「習近平、ついに一線を越えた」中国軍ヘリが台湾海峡を突破…“初の中間線越境”で防空網を試験か

中国軍の軍用ヘリコプターが初めて台湾海峡の中間線を越えて台湾の防空識別圏に侵入したことが明らかになった。中国が戦闘機と軍艦に続きヘリコプターまで台湾に投入し、低空侵入ルートと台湾軍の対応態勢を試したのではないかとの見方が出ている。
22日(現地時間)、ウクライナ軍事専門メディアのミリタルヌイによると、中国人民解放軍所属の軍用ヘリコプター1機が20日、台湾海峡の中間線を越えて台湾北部の防空識別圏に侵入したという。このヘリコプターは台湾が設定した飛行制限区域「R9」まで飛行し、公開された記録上、台湾本島に最も近づいた。
台湾国防部の空軍司令部が公開した資料によると、中国軍は20日の午前6時から翌日の午前6時まで台湾周辺に航空機4機を投入したという。軍用ヘリコプターとドローン(無人機)などが含まれ、そのうち2機は台湾海峡の中間線を越えた。同期間、中国海軍の艦艇5隻と政府所属の船舶6隻も台湾周辺で活動した。
台湾軍は哨戒機と海軍艦艇を投入し、沿岸のミサイルシステムを稼働させて中国軍の動きを監視した。台湾国防部が公開した状況図には、中国軍のヘリコプターが飛行した区域が台湾北部の馬祖列島と烏坵郷近くまで及んでいることが示された。
中国軍のヘリコプター活動は翌日も続いた。台湾軍は21日の午前6時から22日の午前6時まで、中国軍の航空機12機と艦艇9隻を捕捉した。航空機のうち11機が台湾海峡の中間線を越えて台湾北部と南西部、東部の防空識別圏に侵入した。
軍用ヘリコプターはこの日の午前9時5分から午後5時5分の間に2回飛行した。ミリタルヌイは、ヘリコプターが初日とは反対方向から接近し、台湾南東部付近まで前日よりも近く飛行したと伝えた。
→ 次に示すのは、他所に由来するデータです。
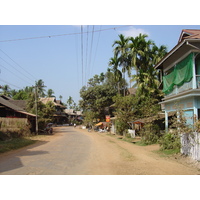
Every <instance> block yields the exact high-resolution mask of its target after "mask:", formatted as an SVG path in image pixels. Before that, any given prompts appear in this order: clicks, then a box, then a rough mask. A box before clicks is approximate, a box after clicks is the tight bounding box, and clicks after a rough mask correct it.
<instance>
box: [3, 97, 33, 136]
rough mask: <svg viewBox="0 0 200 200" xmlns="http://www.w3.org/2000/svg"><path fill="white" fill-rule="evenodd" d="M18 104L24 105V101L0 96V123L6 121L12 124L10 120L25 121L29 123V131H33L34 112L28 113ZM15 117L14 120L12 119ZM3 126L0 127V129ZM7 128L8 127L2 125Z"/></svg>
mask: <svg viewBox="0 0 200 200" xmlns="http://www.w3.org/2000/svg"><path fill="white" fill-rule="evenodd" d="M19 105H24V102H19V101H16V102H15V100H13V99H11V98H8V97H6V96H3V95H2V96H0V124H2V122H3V121H4V122H5V121H6V123H7V124H13V122H12V121H15V122H17V119H19V121H24V122H27V123H28V124H29V125H30V131H31V132H34V131H35V123H36V116H35V115H34V114H31V113H28V112H26V111H25V109H24V108H22V107H20V106H19ZM14 119H15V120H14ZM2 128H3V127H0V129H2ZM4 129H8V127H4Z"/></svg>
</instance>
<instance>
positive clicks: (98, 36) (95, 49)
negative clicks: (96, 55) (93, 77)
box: [91, 26, 101, 73]
mask: <svg viewBox="0 0 200 200" xmlns="http://www.w3.org/2000/svg"><path fill="white" fill-rule="evenodd" d="M100 30H101V26H100ZM100 34H101V32H99V35H98V40H97V46H96V49H95V54H94V61H93V66H94V62H95V59H96V54H97V49H98V45H99V39H100ZM92 70H93V67H92V69H91V73H92Z"/></svg>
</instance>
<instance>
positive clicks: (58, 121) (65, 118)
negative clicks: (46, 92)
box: [40, 97, 67, 124]
mask: <svg viewBox="0 0 200 200" xmlns="http://www.w3.org/2000/svg"><path fill="white" fill-rule="evenodd" d="M40 101H41V102H42V103H44V104H46V103H48V102H52V103H53V105H54V106H55V110H56V112H55V113H54V115H53V117H54V123H57V124H64V123H66V120H67V117H66V115H65V112H64V109H65V108H66V107H65V106H64V105H63V103H62V102H61V101H60V100H56V98H55V97H45V98H40Z"/></svg>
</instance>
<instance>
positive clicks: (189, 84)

中国軍の戦闘機と爆撃機、ドローンが台湾海峡の中間線を越えることは繰り返されているが、ヘリコプターの越境飛行が公然と確認されたのは今回が初めてだ。台湾海峡の中間線は、中国と台湾間の偶発的衝突を防ぐ非公式な境界線として機能してきた。中国は台湾を自国の領土と見なし、中間線の存在を公式に認めていない。
ヘリコプターは戦闘機より速度と航続距離で劣るが、低高度で飛行し、兵力や装備を輸送したり、対潜水艦作戦、海上監視任務を遂行したりすることができる。中国軍が台湾に近い海域にヘリコプターを投入したのは、戦闘機中心の空中圧力を超え、低高度への接近能力まで誇示しようとする動きと解釈できる。
ただし、台湾国防部の空軍司令部は越境したヘリコプターの正確な機種や所属を公開していない。ミリタルヌイは記事の代表画像として中国海軍航空隊の対潜ヘリコプター「Z-20F」を掲載したが、実際に飛行した機体がZ-20Fだったかどうかは確認されていない。
中国は今年に入ってから台湾周辺で軍事活動の範囲と頻度を継続的に拡大している。台湾軍は3月29日にも中国軍の航空機19機と海軍艦艇9隻を台湾周辺で捕捉した。
中国は軍艦だけでなく、海警局など政府所属の船舶も台湾周辺海域に投入している。軍事的衝突の水準を調整しながら台湾の防空・海上監視力を消耗させ、中国軍の活動を日常化しようとするいわゆる「グレーゾーン戦略」と評価されている。
中国軍の活動は日本周辺でも顕著だ。統合幕僚監部によると、自衛隊機は2025年度、外国機への対応として計595回の緊急発進を実施したという。そのうち中国航空機への対応は366回で全体の約62%を占めた。ロシア航空機への対応は214回だった。
特に台湾と東シナ海、琉球諸島を担当する航空自衛隊・南西航空方面隊が348回出撃し、最も大きな負担を担った。中国軍が台湾海峡だけでなく日本の南西部まで空中・海上活動の範囲を広げる中、地域の緊張も一層高まっている。